When Steve Jobs resigned as Apple's CEO on Aug. 24 due to a terminal cancer that finally slowed him down too much to do the job he loved, the second-guessing had already started: Apple will be fine for two years, then drift into failure. Apple and Steve Jobs are one and the same, and now that he's gone the company is leaderless. I heard these whispers again today when the news broke that Jobs had died, such as the ridiculous NewsFactor story saying "Apple loses its heart and soul." As one email I received today put it, "Is there anyone at Apple now who won't be afraid to break a few eggs to invent the future?"
Well, of course there are -- plenty of them, in fact. Yes, Jobs has had an incredible effect on Apple since returning as CEO more than a decade ago, reversing its late-1990s death spiral. Jobs was in fact a singular person, but not the only person at Apple with drive, vision, tenacity, and a desire to change the world.
[ Read Galen Gruman's own up-and-down history with Apple and Steve Jobs. | Keep up with the latest Apple news and insights in InfoWorld's Technology: Apple newsletter. ]
Over the last dozen years, Jobs has pulled together a crack, tightly knit team to keep the Apple innovation going for some time. Could Apple at some point drift into complacency or lose its edge? Sure -- look at Palm, Research in Motion, Nokia, Sun, and Hewlett-Packard. But you can also look at IBM and Oracle, the former a company that had strong leaders yet didn't become a cult of personality dependent on that strongman.
Apple is like IBM in that regard. Jobs may have been a strongman, but he has an equally solid junta consisting of now-CEO (and previously COO) Tim Cook, chief designer Jonathan Ive, iOS chief Scott Forstall, and many others. The leadership and their staffs are typically long-lived at Apple, so the culture Jobs instigated runs deep. And his high bar for excellence means the Apple workforce is not likely the kind to simply drift off because a key leader has gone; I don't expect the kind of technology vision and execution deficits that Microsoft experienced when Bill Gates handed the reins to Steve Ballmer, for example.

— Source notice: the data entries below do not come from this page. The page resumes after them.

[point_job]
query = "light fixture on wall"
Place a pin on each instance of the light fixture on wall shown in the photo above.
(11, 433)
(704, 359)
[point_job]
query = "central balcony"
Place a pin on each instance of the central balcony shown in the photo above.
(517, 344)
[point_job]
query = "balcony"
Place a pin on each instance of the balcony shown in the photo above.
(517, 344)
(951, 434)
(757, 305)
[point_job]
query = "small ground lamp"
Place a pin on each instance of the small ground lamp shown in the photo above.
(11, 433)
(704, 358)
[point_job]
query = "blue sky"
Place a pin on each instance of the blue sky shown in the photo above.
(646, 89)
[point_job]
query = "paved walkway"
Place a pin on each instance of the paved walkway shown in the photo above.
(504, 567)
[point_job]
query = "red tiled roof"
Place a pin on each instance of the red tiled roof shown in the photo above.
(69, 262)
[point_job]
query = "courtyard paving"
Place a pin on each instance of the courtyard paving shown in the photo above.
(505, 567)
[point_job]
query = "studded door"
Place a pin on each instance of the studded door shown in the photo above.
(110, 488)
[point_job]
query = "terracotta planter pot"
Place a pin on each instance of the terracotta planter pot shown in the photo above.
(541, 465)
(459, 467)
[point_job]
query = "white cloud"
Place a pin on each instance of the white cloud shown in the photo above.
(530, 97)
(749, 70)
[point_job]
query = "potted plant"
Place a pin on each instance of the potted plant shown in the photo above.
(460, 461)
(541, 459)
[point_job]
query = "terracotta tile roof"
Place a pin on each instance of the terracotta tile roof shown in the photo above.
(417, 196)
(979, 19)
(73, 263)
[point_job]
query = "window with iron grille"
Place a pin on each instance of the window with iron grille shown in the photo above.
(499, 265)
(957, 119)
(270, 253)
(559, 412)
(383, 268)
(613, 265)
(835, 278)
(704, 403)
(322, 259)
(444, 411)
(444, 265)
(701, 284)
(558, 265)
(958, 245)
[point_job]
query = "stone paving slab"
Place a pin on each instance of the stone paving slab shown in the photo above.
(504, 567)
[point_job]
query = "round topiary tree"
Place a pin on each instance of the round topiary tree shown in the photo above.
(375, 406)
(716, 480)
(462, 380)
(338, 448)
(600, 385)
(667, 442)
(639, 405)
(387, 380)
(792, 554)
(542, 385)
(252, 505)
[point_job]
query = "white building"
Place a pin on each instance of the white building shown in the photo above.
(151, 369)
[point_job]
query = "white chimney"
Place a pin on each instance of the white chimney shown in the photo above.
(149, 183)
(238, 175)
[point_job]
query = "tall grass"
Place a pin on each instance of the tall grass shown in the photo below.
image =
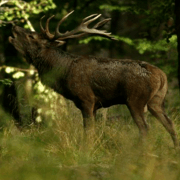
(62, 151)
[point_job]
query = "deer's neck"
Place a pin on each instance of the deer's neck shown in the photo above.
(52, 60)
(53, 66)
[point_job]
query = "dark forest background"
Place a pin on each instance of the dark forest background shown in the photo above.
(41, 134)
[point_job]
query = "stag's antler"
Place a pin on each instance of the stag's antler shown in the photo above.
(80, 31)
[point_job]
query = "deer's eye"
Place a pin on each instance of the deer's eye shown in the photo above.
(31, 37)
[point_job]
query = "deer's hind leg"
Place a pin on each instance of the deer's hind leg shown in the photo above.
(137, 112)
(155, 106)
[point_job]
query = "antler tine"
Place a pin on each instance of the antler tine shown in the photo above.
(57, 33)
(86, 18)
(42, 29)
(101, 23)
(91, 20)
(49, 35)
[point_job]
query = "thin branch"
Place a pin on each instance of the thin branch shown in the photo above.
(3, 2)
(27, 20)
(18, 69)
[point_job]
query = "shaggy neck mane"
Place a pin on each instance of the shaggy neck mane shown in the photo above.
(52, 59)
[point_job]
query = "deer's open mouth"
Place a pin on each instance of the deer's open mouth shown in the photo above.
(11, 38)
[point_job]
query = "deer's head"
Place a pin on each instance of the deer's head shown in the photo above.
(26, 41)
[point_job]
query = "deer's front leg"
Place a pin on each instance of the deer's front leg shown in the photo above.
(88, 116)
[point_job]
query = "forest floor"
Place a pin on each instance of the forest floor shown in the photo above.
(113, 152)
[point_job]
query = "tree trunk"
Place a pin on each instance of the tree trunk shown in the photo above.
(177, 26)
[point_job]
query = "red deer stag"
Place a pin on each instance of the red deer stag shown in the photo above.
(94, 82)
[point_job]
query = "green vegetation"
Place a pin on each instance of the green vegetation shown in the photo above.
(62, 151)
(51, 144)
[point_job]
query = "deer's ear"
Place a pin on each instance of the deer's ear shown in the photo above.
(58, 43)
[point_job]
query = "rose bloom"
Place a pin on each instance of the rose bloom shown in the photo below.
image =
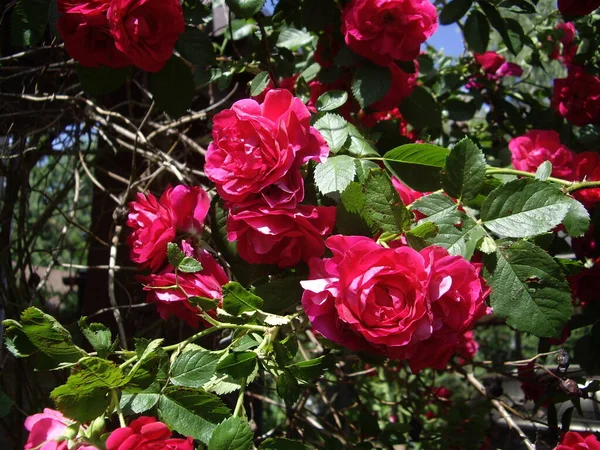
(394, 301)
(587, 168)
(206, 283)
(146, 433)
(146, 30)
(84, 28)
(577, 97)
(388, 30)
(258, 150)
(537, 146)
(46, 432)
(402, 86)
(577, 7)
(280, 236)
(578, 441)
(155, 223)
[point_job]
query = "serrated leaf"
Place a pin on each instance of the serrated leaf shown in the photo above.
(529, 289)
(543, 171)
(383, 204)
(464, 172)
(454, 10)
(231, 434)
(417, 165)
(238, 364)
(524, 207)
(370, 84)
(334, 129)
(237, 300)
(335, 174)
(259, 83)
(191, 412)
(173, 87)
(195, 368)
(245, 8)
(331, 100)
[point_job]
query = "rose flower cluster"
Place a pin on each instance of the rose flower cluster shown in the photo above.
(255, 161)
(178, 216)
(119, 33)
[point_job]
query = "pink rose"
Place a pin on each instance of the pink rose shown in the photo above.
(146, 30)
(576, 441)
(48, 431)
(155, 223)
(577, 7)
(206, 283)
(402, 86)
(388, 30)
(85, 30)
(587, 168)
(258, 150)
(535, 147)
(577, 97)
(396, 301)
(146, 433)
(280, 236)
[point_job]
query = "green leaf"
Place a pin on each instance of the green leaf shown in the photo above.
(43, 334)
(417, 165)
(196, 47)
(190, 265)
(245, 8)
(288, 388)
(281, 444)
(191, 412)
(331, 100)
(85, 394)
(101, 80)
(529, 289)
(335, 174)
(292, 38)
(383, 204)
(334, 129)
(370, 84)
(259, 83)
(422, 111)
(477, 31)
(464, 173)
(173, 87)
(544, 171)
(98, 336)
(577, 220)
(524, 207)
(195, 368)
(454, 10)
(238, 364)
(231, 434)
(237, 300)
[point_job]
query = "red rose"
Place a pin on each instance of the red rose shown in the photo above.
(535, 147)
(576, 441)
(85, 30)
(577, 7)
(146, 30)
(577, 97)
(146, 433)
(206, 283)
(587, 168)
(396, 301)
(155, 223)
(403, 84)
(388, 30)
(280, 236)
(258, 150)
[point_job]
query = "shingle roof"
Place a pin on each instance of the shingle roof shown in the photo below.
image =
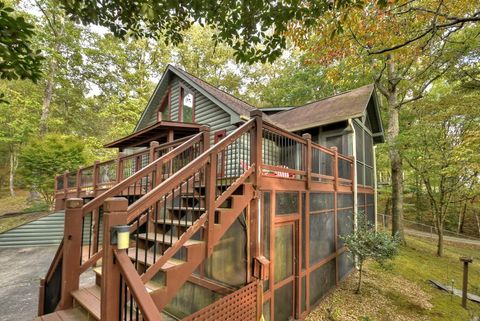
(237, 105)
(343, 106)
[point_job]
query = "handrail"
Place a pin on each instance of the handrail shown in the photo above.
(97, 201)
(166, 186)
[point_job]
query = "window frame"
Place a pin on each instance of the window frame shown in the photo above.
(165, 103)
(184, 90)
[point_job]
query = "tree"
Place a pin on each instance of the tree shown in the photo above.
(441, 145)
(402, 74)
(41, 160)
(17, 58)
(366, 243)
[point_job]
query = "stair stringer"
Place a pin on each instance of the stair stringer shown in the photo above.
(196, 253)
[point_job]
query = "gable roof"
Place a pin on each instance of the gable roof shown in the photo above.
(232, 105)
(350, 104)
(230, 101)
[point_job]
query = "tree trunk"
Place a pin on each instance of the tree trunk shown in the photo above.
(461, 218)
(440, 239)
(47, 98)
(396, 164)
(360, 271)
(13, 169)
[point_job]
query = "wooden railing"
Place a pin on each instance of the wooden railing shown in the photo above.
(286, 155)
(152, 180)
(205, 173)
(90, 181)
(133, 187)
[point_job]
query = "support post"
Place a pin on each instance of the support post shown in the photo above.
(255, 209)
(96, 176)
(115, 213)
(119, 162)
(308, 159)
(72, 240)
(256, 147)
(335, 167)
(153, 156)
(466, 261)
(65, 184)
(79, 186)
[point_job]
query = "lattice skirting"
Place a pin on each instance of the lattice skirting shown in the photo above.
(240, 305)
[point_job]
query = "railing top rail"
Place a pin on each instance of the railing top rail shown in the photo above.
(151, 197)
(283, 132)
(323, 149)
(97, 201)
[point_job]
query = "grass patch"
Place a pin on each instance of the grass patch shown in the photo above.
(403, 293)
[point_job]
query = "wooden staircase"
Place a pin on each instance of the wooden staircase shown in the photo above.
(174, 227)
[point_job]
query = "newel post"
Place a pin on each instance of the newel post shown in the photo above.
(205, 130)
(72, 242)
(79, 177)
(152, 156)
(115, 213)
(335, 167)
(65, 183)
(256, 148)
(308, 159)
(119, 162)
(96, 177)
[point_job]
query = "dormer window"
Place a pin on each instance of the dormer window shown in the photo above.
(163, 113)
(187, 105)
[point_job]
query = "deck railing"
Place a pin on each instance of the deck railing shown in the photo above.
(92, 180)
(153, 178)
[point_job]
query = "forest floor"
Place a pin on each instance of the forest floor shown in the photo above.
(15, 211)
(403, 293)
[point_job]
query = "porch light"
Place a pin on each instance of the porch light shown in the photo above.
(120, 236)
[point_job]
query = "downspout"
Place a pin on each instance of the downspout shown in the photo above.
(354, 182)
(375, 190)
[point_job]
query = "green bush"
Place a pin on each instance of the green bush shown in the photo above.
(366, 243)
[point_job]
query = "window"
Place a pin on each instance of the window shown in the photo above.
(218, 136)
(187, 102)
(164, 108)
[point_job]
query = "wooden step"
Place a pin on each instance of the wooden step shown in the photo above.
(183, 222)
(150, 285)
(171, 263)
(170, 240)
(186, 208)
(75, 314)
(89, 298)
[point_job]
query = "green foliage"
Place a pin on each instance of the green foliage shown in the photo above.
(41, 159)
(367, 244)
(17, 58)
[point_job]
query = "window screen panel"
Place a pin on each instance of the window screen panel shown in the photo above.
(321, 201)
(321, 281)
(345, 264)
(286, 203)
(322, 241)
(284, 303)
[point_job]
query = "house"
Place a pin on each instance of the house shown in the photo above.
(215, 209)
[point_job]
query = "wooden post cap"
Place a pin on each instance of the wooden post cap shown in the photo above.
(466, 259)
(115, 204)
(256, 113)
(74, 203)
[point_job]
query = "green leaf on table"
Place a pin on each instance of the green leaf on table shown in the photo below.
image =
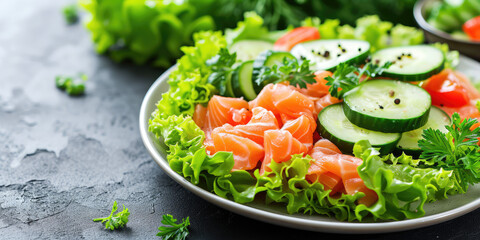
(173, 230)
(73, 85)
(117, 220)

I've known enough Apple employees over two decades to really believe they're able to continue the success of the last decade. I've also seen Apple at its worst, and I know those ghosts continue to serve as an object lesson of what not to let recur.
I fully expect Apple to change over time; any company does that as its leadership shifts, even when that leadership comes from within. Cook and the others are not Jobs clones -- just strong, effective colleagues. That's good -- a "what would Steve do?" caretaker would fear making the tough decisions.
I think we'll all be surprised that nothing bad happens. I'm confident the Apple leadership will build on Jobs's legacy, adding their own insights and skills to the company that, after all, they too helped build.
Call me a fanboy (I know some will), but if Apple fails at some point, it's more likely to be that the company ran its course naturally, not through the self-inflicted wounds of those dying and dead giants I've mentioned.
Apple knows it's all about the product and therefore the customer, not Wall Street and Silicon Valley, even if they must be paid attention. As long as that is its culture, Apple's not going anywhere but forward.